1)The cost function is computed as the mean of the distances between a cluster centroid and the points assigned to it. However, from what I’ve understood, if we have 3 clusters, we would end with a vector
2)When we run a k-means algorithm for n iterations, say 10 iterations, it ends up with a vector J after each iteration, but it is only the vector J after the 10th iteration that is compared between k-means algorithms with different centroids initializations? Moreover, how do we know which number of iterations is adequate to shift centroids location to the ones that minimize J?
At each iteration, every example is assigned to the closest centroid. There isn’t really a “cost function” for K-means. We just compute the squared distance to each centroid, then assign the example to the nearest centroid. We use the square distance because there’s no advantage in computing the squared root.
I recommend you not persist in considering the K-means cost as a vector. That’s an implementation detail. And it isn’t really a “cost” value.
The number of iterations is determined by experimentation. Or you could inject a rule that you stop iterating once the examples stop being assigned to a different cluster.

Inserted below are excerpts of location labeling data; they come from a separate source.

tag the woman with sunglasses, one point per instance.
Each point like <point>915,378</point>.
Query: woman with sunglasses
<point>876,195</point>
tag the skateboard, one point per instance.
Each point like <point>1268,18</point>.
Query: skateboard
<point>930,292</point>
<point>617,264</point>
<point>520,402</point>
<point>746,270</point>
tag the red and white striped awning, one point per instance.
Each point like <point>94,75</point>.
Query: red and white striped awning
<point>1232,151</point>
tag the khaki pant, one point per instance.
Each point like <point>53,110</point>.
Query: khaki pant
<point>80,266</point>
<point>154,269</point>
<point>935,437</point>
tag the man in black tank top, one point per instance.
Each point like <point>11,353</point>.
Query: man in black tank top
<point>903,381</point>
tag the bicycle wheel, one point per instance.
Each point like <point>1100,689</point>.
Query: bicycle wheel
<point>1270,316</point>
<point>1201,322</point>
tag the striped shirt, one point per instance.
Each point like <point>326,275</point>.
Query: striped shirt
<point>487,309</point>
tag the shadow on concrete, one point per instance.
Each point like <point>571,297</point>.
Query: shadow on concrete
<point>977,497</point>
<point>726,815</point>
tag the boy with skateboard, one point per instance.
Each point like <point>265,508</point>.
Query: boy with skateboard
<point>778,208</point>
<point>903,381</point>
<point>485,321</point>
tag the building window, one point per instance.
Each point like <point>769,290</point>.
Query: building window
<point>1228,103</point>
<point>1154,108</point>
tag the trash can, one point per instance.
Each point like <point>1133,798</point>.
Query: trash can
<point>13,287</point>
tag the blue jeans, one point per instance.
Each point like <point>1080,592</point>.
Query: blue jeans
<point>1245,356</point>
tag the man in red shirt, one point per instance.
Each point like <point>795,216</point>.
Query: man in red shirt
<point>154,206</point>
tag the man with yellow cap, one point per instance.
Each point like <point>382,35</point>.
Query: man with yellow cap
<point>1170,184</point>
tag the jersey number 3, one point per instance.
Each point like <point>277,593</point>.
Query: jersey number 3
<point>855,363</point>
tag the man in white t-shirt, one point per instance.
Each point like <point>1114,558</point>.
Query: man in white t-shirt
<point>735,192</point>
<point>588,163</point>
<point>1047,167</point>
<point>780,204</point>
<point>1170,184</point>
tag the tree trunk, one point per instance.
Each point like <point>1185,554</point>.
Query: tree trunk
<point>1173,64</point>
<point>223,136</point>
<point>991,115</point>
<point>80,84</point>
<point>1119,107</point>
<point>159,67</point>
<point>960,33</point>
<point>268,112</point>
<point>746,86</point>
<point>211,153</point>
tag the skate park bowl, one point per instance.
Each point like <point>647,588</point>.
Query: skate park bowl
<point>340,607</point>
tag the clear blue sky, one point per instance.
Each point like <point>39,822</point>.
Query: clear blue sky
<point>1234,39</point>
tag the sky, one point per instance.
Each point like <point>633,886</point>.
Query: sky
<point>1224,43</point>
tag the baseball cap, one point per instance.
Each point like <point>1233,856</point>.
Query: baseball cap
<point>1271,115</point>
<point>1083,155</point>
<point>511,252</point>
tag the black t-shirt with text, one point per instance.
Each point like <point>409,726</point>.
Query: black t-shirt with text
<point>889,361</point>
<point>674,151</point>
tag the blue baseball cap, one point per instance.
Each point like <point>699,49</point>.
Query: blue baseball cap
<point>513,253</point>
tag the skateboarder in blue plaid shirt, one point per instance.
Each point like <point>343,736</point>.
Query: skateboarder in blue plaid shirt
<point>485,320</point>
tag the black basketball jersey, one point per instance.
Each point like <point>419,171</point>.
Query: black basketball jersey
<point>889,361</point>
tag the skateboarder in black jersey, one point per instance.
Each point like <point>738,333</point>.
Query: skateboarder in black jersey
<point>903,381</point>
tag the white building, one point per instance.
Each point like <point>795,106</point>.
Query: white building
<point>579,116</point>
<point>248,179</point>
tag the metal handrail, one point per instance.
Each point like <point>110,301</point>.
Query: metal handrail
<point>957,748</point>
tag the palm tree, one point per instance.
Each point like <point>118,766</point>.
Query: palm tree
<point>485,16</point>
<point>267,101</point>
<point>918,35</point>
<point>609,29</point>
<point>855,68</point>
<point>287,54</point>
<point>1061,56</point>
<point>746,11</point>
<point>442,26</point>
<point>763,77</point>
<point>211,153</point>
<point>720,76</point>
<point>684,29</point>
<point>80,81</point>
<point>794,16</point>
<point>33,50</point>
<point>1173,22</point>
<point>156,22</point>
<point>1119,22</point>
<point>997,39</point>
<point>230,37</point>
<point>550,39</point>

So, if I perform 100 k-means runs with different initial centroids assignments and end up with 100 arrays of distances between the centroids and their assigned data points, how do I know which run had the overall best performance?
As you can see in the uploaded picture, the circled run provides a better clustering of the data (which I understood produces a lower cost function). The outcomes of these runs are the array of the distances between the 3 centroids and their data points. However, consider we want to compare the clustering performed by the run “under_J1” and the run “under_J2”, it appears that overall under_J1 has a better performance but if I have to examine the distances for each centroid, it appears that for the green cluster the distance is lower for under_J2. So the question is how do I get a measure of the overall performance of a k-means run to be compared with other runs?